War correspondent Chester Wilmot wrote after the war that the German defensive plan to halt any American breakout was to hold the front line "very lightly and to concentrate upon holding the road junctions for a depth of three or four miles behind the front", with the intention of delaying any break-through by reducing the speed of the advance to the pace the infantry could manage. Once Operation Cobra was launched, Allied troops were able to bypass the German positions using the Rhino tanks, thereby allowing the advance to continue, leaving the strong points to be dealt with by infantry and engineers.

Blumenson describes how during the launch of Operation Cobra, tanks with the 2nd Infantry Division, supported by artillery, advanced without infantry for twenty minutes, covering several hundred yards and knocking holes in hedgerows before returning to their starting position. The tanks and infantry then advanced rapidly together before the Germans were able to re-establish their defensive positions.

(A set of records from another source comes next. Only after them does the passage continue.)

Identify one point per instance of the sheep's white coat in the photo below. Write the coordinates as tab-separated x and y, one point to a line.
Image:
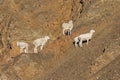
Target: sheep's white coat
86	36
40	42
23	46
76	40
67	27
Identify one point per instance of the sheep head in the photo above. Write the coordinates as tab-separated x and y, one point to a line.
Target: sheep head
47	37
92	31
70	21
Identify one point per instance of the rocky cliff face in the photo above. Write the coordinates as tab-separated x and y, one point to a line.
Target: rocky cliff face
27	20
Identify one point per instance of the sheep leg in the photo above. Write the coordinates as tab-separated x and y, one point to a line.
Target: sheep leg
35	49
63	31
21	50
75	44
70	32
42	47
80	44
87	42
26	49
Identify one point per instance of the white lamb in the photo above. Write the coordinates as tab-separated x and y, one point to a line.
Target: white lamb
67	27
86	36
40	42
76	40
23	46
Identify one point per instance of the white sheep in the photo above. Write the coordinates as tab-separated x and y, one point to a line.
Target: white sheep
86	36
23	46
67	27
76	40
40	42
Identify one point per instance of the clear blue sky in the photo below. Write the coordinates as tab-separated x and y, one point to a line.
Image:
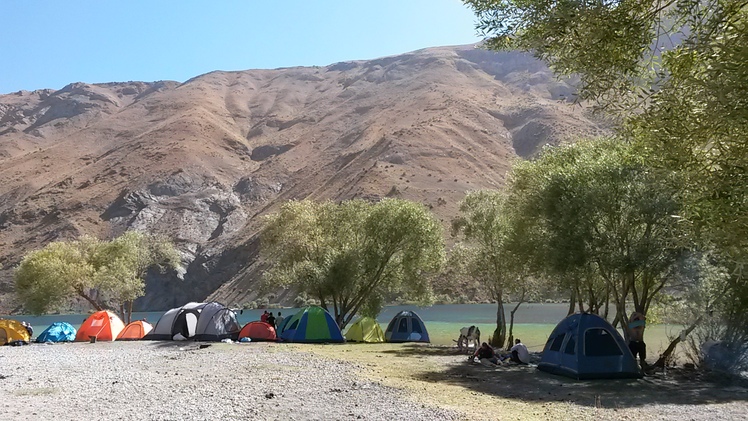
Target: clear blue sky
50	43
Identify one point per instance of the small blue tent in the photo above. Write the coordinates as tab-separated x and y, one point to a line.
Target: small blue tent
406	326
311	324
58	332
586	346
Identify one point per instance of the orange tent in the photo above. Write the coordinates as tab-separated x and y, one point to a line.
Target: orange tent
134	331
258	331
104	325
12	331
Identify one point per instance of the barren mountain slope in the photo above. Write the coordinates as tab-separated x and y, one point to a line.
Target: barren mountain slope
202	160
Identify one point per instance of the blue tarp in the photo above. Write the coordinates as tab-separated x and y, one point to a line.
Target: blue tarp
58	332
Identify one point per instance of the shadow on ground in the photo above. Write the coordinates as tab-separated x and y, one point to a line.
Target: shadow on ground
527	383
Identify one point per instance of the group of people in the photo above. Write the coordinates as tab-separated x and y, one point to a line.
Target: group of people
517	353
273	321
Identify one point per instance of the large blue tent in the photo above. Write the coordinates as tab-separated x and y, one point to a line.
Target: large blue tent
58	332
586	346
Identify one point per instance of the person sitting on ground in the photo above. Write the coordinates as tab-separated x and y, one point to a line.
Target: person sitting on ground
637	323
485	352
279	320
271	320
519	353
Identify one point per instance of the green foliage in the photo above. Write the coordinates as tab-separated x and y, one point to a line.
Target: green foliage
603	221
103	273
492	252
355	253
46	278
674	73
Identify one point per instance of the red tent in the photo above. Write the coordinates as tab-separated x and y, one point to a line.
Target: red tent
258	331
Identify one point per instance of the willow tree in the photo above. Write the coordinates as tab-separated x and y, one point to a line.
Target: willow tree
602	208
48	278
107	274
124	262
674	75
355	254
488	252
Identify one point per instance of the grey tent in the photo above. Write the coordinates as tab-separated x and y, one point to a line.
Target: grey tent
586	346
198	321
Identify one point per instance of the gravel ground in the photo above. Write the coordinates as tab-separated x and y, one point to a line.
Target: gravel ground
176	381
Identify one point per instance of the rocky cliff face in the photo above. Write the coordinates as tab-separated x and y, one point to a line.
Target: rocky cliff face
203	160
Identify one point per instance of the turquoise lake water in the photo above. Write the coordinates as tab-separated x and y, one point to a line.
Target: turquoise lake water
464	314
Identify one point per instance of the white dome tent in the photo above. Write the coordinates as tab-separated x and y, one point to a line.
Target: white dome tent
196	321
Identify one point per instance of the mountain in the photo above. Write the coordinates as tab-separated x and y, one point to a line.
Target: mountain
202	161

During Operation Bluecoat (a British offensive during the Normandy campaign), British Churchill tanks (Note: These tanks were of the 6th Guards Tank Brigade.) equipped with Prongs were able to traverse terrain considered impassable to tracked vehicles, taking the German defenders by surprise.

Military historian Steven Zaloga claims that the devices "were not as widely used as the legend would suggest", nor were they as effective as is often believed. But Max Hastings and Chester Wilmot credit the invention with restoring battlefield maneuverability to the Allied force. Martin Blumenson states that while the device restored mobility in hedgerow country, it "was of little tactical value in the breakout, except possibly as a morale factor to the troops, since the tanks advanced on the roads, not cross-country."